Measurements of cnidae from sea anemones (Cnidaria: Actiniaria), III: ranges and other measures of statistical dispersion, their interrelations and taxonomic relevance
Keywords:Actiniaria, cnidae, measurements, ranges, statistical dispersion, statistics, taxonomy
This is the third of a series of papers examining the taxonomic relevance of some statistical treatments of measurements of cnidae from sea anemones (Actiniaria). Some cnida lengths from fresh tissue samples (column ectoderm, tentacles or acontia) from Nematostella vectensis, Haliplanella lineata, Sagartia elegans, Metridium senile, Cereus pedunculatus, Sagartia troglodytes, Anthopleura thallia, Urticina eques and Sagartiogeton lacerates were measured. Five measures of statistical dispersion (sample standard deviation, coefficient of variation, observed sample range, standard range, and 99% probable maximum value of the standard range) were calculated, and their interrelations and potential applications were appraised.
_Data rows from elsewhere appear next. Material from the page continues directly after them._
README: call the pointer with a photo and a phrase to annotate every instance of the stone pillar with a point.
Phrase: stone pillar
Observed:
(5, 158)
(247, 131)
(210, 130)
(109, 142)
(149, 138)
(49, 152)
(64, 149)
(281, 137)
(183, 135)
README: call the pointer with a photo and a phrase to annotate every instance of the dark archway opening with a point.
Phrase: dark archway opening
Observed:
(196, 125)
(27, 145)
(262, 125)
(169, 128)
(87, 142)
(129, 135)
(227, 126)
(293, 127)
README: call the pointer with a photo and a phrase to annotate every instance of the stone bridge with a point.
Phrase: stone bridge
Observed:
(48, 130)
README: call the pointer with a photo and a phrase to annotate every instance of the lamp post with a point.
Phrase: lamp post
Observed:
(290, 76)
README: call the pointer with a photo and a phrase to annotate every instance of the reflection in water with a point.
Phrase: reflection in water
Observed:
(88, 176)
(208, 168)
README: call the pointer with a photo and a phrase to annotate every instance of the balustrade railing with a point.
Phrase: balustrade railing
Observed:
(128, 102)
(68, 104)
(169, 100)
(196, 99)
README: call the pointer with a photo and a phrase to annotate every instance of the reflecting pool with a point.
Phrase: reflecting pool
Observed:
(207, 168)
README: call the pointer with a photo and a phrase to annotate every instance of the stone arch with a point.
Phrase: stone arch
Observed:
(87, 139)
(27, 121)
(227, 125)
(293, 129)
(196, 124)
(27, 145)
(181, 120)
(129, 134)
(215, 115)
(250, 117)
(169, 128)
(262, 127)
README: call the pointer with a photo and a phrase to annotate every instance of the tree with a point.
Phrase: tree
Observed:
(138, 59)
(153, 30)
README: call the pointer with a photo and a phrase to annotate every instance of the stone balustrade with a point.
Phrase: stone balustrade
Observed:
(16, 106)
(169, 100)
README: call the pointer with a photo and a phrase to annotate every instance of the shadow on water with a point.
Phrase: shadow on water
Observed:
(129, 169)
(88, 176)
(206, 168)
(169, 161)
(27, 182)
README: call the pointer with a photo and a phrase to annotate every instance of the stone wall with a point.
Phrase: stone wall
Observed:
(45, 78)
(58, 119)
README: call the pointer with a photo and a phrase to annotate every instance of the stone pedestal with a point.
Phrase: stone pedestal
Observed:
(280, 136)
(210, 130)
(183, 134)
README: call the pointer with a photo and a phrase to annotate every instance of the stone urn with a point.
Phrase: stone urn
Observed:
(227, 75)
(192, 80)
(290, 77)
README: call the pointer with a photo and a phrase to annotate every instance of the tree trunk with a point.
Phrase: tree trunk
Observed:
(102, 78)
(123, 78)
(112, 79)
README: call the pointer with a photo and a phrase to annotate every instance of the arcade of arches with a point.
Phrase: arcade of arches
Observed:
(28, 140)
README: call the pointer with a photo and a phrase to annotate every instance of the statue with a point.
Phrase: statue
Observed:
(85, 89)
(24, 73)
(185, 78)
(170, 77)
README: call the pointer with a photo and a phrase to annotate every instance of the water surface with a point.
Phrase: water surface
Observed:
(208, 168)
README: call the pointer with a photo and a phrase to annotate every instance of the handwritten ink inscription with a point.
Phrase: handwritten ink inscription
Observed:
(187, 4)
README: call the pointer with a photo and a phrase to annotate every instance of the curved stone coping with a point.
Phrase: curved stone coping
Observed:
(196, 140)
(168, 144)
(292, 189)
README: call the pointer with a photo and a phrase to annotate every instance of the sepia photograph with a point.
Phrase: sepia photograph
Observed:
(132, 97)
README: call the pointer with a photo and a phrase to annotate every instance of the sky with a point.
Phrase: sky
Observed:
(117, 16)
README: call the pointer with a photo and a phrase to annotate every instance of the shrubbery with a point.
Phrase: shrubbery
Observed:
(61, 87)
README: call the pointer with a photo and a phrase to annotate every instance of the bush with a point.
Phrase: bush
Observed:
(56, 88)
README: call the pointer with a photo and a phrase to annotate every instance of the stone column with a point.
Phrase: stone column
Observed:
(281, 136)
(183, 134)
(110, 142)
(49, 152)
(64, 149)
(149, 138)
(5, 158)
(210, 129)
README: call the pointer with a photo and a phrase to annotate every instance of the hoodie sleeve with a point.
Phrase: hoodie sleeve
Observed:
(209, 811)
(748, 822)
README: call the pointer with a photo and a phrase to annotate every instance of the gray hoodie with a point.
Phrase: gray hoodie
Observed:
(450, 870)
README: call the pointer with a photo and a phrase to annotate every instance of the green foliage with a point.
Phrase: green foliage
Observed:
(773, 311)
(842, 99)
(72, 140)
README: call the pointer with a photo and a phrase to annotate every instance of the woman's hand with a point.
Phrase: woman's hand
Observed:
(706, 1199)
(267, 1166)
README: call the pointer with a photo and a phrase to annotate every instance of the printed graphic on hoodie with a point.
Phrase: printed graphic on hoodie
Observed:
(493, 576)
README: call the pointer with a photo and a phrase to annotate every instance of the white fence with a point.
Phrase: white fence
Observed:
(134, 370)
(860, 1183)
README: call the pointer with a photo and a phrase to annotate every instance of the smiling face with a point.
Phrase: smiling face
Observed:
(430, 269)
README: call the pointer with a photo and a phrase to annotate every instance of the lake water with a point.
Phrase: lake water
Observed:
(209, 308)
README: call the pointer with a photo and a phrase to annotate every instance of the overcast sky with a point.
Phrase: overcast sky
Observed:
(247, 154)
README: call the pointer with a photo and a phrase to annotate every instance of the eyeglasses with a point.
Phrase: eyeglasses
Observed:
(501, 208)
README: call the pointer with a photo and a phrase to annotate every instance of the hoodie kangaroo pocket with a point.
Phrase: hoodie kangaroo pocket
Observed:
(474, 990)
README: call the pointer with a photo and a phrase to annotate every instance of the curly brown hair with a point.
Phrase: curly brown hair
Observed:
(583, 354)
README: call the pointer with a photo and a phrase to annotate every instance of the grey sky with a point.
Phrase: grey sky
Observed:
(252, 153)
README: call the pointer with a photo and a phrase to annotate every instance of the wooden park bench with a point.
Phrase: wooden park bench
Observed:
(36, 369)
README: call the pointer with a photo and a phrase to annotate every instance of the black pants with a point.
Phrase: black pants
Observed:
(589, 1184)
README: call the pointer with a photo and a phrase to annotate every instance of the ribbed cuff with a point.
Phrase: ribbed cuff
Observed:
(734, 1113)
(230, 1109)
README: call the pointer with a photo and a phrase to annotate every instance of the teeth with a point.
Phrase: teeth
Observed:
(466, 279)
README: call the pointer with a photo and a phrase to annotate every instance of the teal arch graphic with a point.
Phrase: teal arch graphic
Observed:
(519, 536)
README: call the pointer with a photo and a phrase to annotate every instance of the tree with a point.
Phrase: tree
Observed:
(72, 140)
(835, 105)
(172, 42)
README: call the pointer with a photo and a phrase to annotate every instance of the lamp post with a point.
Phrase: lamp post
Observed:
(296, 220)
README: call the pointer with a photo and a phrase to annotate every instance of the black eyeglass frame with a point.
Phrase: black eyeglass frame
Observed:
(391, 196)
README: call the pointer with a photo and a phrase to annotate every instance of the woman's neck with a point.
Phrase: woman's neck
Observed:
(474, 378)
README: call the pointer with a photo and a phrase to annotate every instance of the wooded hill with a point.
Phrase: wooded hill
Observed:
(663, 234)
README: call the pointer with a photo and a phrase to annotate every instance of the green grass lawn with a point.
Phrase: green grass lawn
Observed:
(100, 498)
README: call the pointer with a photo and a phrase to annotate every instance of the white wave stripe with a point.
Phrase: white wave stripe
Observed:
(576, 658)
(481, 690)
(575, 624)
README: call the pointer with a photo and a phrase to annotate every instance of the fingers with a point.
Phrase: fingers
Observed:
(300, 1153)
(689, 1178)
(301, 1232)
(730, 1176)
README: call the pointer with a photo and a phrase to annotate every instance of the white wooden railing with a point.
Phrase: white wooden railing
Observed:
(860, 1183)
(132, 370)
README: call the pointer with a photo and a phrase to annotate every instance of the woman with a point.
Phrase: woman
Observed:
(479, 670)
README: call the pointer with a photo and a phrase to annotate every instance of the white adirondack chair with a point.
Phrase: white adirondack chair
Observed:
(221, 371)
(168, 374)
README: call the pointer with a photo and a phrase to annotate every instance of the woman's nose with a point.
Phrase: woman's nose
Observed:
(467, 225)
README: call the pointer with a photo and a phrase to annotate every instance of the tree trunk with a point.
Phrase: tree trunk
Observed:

It has long been the convention to use the largest and smallest cnida sizes (observed sample range) from tissue samples in attempts to establish differences between actiniarian taxa. However, such data do not reflect the true extremes of a population range. In the present study, the 99% probable maximum value of the standard range for a standard abundance of 1,000 gave the greatest and, therefore, the most cautious estimate of a population range of cnida sizes for a species. This maximum standard range is the only measure of dispersion of cnida sizes that may be used validly to demonstrate that anemone specimens are of different species, and then only if there is no overlap between the extreme cnida sizes being compared. However, partial or complete overlaps of cnida size extremes do not necessarily indicate that specimens are conspecific; other taxonomic characters must also be considered. Coefficients of variation may provide valuable clues as to the homogeneity or heterogeneity of samples of cnida measurements. This paper should be read in conjunction with the first two in this series, which address the taxonomic relevance of differences between mean cnida sizes (Williams, 1996, Sci. Mar., 60: 339-351; 1998, Sci. Mar., 62: 361-372).